The following day the complainant was given a first written warning because she missed out part of the store in the stock take. The complainant accepted that she had done this but was concerned that the warning referred to previous issues which she had no knowledge of and on that basis she refused to sign the warning.
She was then off for a week on sick leave and when she returned she was called to a two hour meeting where she was told the warning was being recorded whether she signed it or not. She was asked whether the sick was likely to recur, how many sick days she intended to take, and whether she wanted to return full time or part time after her maternity leave although it is unclear if this occurred at the meeting.
Three weeks after informing her supervisor of her pregnancy and receiving the written warning the complainant was asked to travel to another store to meet with the general manager who was considering her dismissal for using her mobile phone and the internet. She was dismissed at that meeting.
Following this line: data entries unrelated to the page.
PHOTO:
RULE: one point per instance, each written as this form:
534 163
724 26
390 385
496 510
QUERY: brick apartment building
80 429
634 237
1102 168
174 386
The respondent, in liquidation, did not attend the hearing although a previous supervisor did attend and attested to the complainant’s high performance and the consideration of her for promotion in addition to the general policy on the use of mobile phones and internet during work, the issues for which it appears the complainant was dismissed.
Full Decision:
Why is this case important?
- Do your managers know to pass on to HR information about an employee’s pregnancy immediately they are informed?
- Are they aware that where a pregnant employee is dismissed and the employee can show that the employer knew of the pregnancy, the burden of proof automatically shifts to the employer to show that the dismissal is unrelated to the employee’s pregnancy?
- This expands to all less favourable treatment based on section 6(2A) of the Acts.